OurApp/ThingyImporter.pm:

# ...
sub process_thingy_xml {
    # ...
    $service = OurApp::Domain::Helper->new(
        # ...
    );
    $result = $service->our_annoying_method(
        # ...
    );
    # ...
}

Don’t spend too long worrying about the exact path through the code, just notice that our test is a long way from our_annoying_method()

There wasn’t an obvious or easy way to alter the code to say

We’re testing something else, we don’t care too much about the results

without evil things like test_mode => 1 being passed through the code-tree. Messy and horrible.

Mocking

I’ve heard about mocking objects over the years but have never found a case for using it … until now.

I decided it was time for another look at Test::MockObject.

A short investigation revealed that our_annoying_method() returned a hashref of data used by the rest of the tests … and the tests didn’t care about most of the values.

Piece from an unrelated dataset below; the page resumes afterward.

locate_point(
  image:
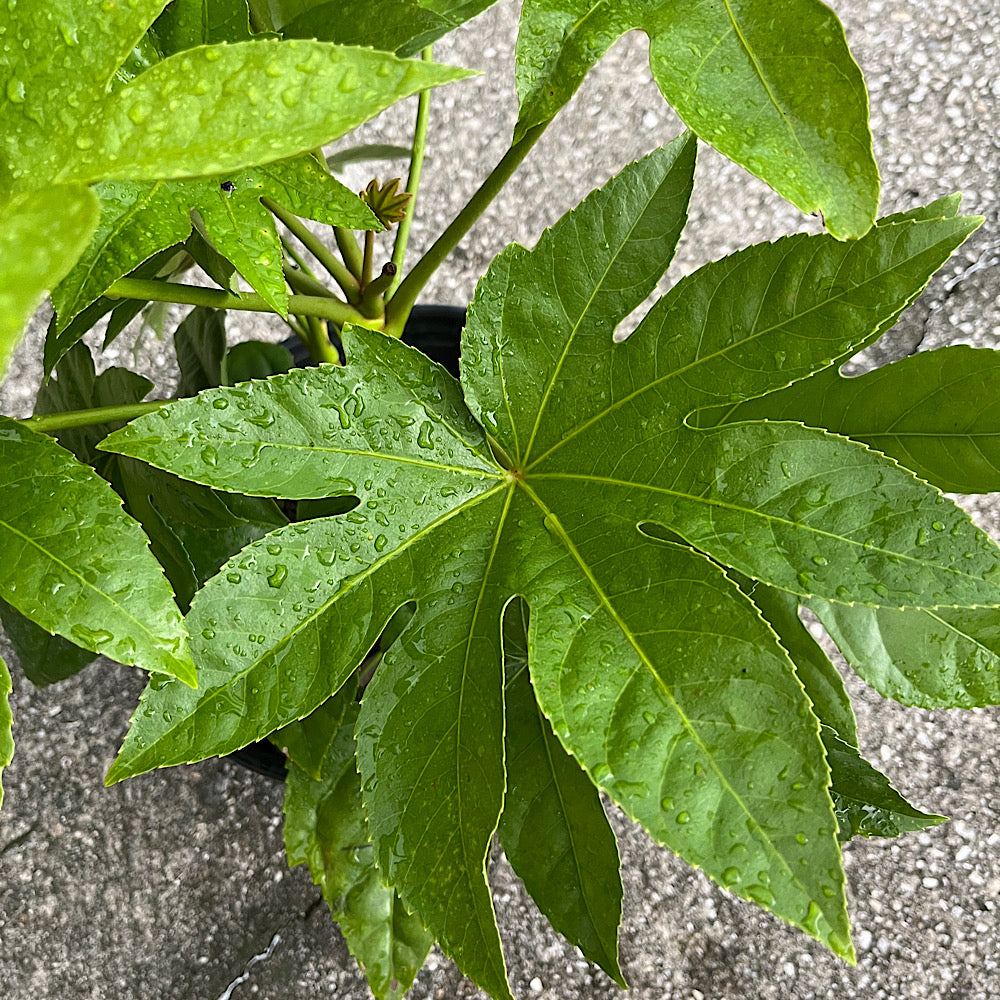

All I needed to do was inject a method that subverted the problematic method call.

The Solution

The solution was far easier than I anticipated. I wrote a new module, living under t/lib

package Test::OurApp::Mock::Thingy;
use Moose;
    extends 'OurApp::Domain::Thingy';

use Test::MockObject;

# override the troublesome method - we don't really need
# to worry about actual lookups, we just need some data to work with
sub our_annoying_method {
    my $self    = shift;
    my $data    = shift;

    # we don't really care what's returned
    # as long as it has valid looking data
    my $result = {
        requiredData        => $data->{reference}||'CARROT';
        # ...
    };

    return $result;
}

# use Test::MockObject to inject our own method
my $mock = Test::MockObject->new;
$mock->fake_module(
    'OurApp::Domain::Thingy',
    our_annoying_method => \&our_annoying_method,
);

1;

All that was then required was one extra line early in our troubled tests sctipt:

use Test::OurApp::Mock::Thingy;

Tests no longer rely on specific data in someone else’s remote service. Tests pass. Developers happy. Success.